Multiple Columns using MYSQL IN(...) clause

Does Django support multiple columns defined in a MYSQL IN() clause?

SELECT
*
FROM
contacts_people
WHERE
(name, age, gender) IN (
(‘Jared’,22,‘M’),
(‘Tom’,24,‘M’)
);

Lets say I have a CSV file that contains hundreds of rows, and I want to check if the columns in the CSV match those in the database. One very efficient method of doing this is to use multiple columns with a MYSQL SELECT IN() clause. As shown above,

Ideally I would like to avoid using RAW SQL if possible, so I was wondering does Django have this functionally built?

After doing research i have found some possible solutions such as using & and | to combine columns.

Q(name=‘Jared’) & Q(age=22) & Q(gender=‘M’) | Q(name=‘Tom’) & Q(age=24) & Q(gender=‘M’)

However this is nowhere neither as efficient as just using an IN() clause, and I haven’t found any examples of Django code that contain multiple columns with an IN clause.

1 Like

To directly answer your question, no, the ORM syntax as provided does not allow that. However, it may well be possible for you to construct a function to implement it.

Just out of curiousity, how have you determined that? (Did you compare the query execution plans of each?)

How did you arrive at that conclusion? When utilizing the IN clause, the MYSQL optimizer enjoys considerable flexibility in selecting rows. In contrast, using Q() & Q() | … introduces significant complexity to the query, especially when dealing with hundreds of rows. This approach results in a complex MYSQL query that the optimizer must grapple with.

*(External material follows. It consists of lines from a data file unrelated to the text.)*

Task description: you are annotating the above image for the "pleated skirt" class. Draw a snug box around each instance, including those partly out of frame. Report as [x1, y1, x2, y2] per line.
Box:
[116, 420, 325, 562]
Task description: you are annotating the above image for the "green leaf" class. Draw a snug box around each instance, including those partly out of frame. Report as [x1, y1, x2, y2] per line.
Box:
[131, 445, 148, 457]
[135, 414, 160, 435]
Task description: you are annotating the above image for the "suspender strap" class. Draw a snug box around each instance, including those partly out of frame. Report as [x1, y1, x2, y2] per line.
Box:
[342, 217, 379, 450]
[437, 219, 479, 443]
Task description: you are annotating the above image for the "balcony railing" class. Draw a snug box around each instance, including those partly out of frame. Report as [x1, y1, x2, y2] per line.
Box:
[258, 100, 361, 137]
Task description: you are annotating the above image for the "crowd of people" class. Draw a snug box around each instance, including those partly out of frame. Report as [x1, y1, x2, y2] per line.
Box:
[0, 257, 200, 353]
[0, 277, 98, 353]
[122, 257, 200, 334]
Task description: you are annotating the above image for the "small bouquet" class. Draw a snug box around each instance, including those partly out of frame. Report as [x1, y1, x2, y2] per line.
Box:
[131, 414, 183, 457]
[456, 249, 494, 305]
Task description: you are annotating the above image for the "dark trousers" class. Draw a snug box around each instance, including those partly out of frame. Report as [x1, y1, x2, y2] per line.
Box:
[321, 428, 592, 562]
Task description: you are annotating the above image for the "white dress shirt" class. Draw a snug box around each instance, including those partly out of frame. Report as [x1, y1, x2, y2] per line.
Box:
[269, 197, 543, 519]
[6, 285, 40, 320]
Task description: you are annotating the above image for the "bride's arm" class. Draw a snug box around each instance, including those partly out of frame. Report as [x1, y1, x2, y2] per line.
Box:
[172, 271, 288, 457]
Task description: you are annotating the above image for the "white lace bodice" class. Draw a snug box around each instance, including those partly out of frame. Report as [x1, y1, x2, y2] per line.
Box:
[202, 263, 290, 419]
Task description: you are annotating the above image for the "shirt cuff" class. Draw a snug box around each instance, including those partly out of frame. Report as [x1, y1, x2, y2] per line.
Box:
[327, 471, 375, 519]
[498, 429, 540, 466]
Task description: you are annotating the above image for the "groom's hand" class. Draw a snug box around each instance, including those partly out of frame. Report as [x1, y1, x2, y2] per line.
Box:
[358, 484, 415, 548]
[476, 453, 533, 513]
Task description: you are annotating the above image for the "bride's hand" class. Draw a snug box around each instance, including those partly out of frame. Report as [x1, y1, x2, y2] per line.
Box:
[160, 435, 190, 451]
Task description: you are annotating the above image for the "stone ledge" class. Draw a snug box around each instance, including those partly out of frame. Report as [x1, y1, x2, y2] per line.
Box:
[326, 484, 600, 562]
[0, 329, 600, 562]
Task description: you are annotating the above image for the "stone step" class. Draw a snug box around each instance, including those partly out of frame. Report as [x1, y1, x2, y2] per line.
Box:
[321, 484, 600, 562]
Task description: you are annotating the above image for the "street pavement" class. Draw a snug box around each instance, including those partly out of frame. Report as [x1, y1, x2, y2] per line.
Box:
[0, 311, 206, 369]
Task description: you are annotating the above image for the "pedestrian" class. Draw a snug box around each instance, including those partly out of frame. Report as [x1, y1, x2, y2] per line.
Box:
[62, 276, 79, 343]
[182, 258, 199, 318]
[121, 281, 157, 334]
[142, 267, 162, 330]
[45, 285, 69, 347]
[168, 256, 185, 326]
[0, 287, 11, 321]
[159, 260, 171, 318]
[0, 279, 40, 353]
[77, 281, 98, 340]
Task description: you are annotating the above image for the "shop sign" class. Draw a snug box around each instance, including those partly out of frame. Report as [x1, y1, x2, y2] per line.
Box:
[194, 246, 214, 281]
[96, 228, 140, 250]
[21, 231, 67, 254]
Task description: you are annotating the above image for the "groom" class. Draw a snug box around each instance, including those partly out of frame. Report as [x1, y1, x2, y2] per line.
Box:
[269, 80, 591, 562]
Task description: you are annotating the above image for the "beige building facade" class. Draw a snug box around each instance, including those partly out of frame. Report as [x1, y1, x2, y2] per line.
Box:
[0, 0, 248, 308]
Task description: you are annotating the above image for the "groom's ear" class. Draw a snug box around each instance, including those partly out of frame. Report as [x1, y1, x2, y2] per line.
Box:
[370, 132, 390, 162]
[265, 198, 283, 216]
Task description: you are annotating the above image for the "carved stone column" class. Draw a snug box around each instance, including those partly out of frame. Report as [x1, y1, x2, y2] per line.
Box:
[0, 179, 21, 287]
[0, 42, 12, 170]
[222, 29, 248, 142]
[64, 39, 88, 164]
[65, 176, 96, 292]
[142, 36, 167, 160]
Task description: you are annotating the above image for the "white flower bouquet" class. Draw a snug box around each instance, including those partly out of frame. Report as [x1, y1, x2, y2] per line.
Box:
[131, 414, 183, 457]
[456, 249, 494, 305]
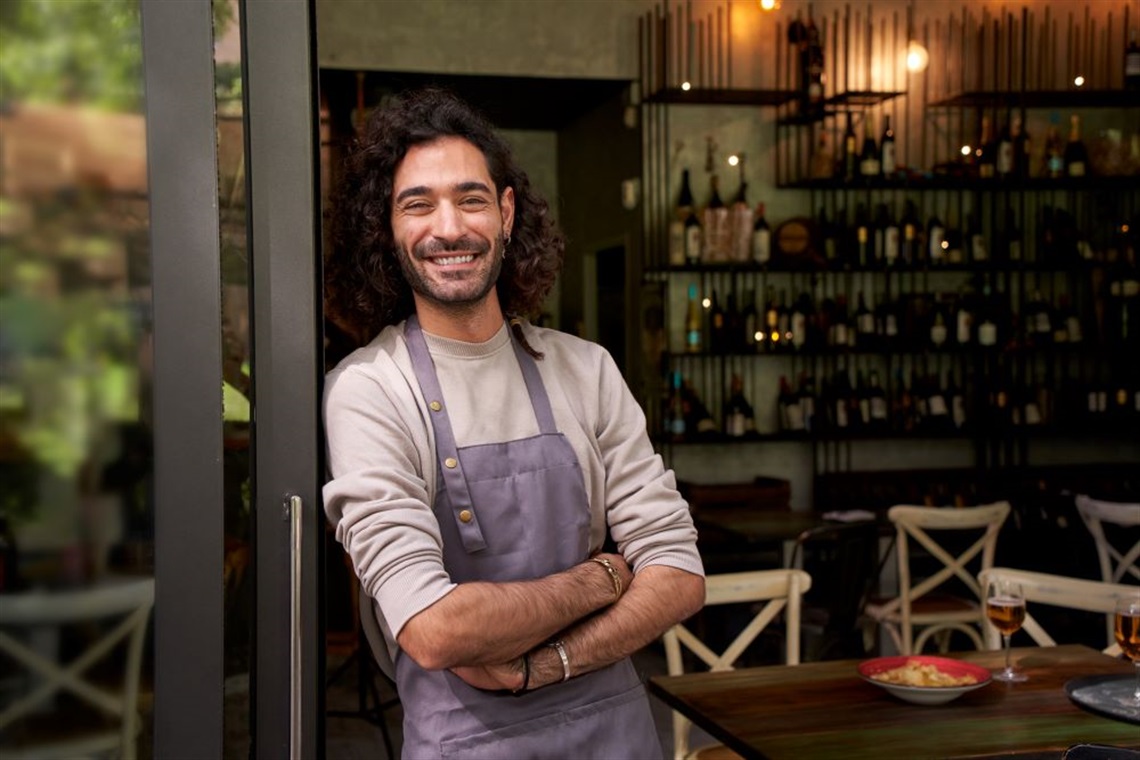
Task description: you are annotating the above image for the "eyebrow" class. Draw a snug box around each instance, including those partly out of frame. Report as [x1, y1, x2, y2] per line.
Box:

There are also comments on Stack Overflow suggesting that using Q() becomes slower when dealing with a large volume of data. It’s unfortunate that Django doesn’t provide built-in support for this functionality. Are there any plans to incorporate such a feature in the future?

I don’t disagree that that may be the case. On the other hand, it’s all conjecture without looking at the results of an EXPLAIN on both queries. It would be interesting to see what the optimizer does with “hundreds of rows” in both cases.

Side note: I have learned the hard way to trust nothing from SO without independent verification. It’s a bad resource in many ways. (Useful as a starting point to be sure, but never to be blindly trusted.)

Side note 2: In a simpler case (3 rows at least), the PostgreSQL query planner transforms that syntactical form into the equivalent sets of AND and OR predicates. In other words it internally treats your first form as if it were written in the second. And so there would be no difference between the two aside from the size of the query itself.

<opinion>
I think it would be difficult to identify a syntax for this that would “fit” within the general patterns of the ORM conditionals as they exist. I think also that given the relatively niche needs for this syntactical form that it’s probably not a good candidate for inclusion in core.
</opinion>

But those thoughts don’t preclude the opportunity for someone to implement this as a third-party package to see just how much interest there is for it.

Addendum - this is documented for PostgreSQL at PostgreSQL: Documentation: 16: 9.24. Row and Array Comparisons, where it identifies that the “IN” predicate is “… a shorthand notation for …” a series of “OR” conditions.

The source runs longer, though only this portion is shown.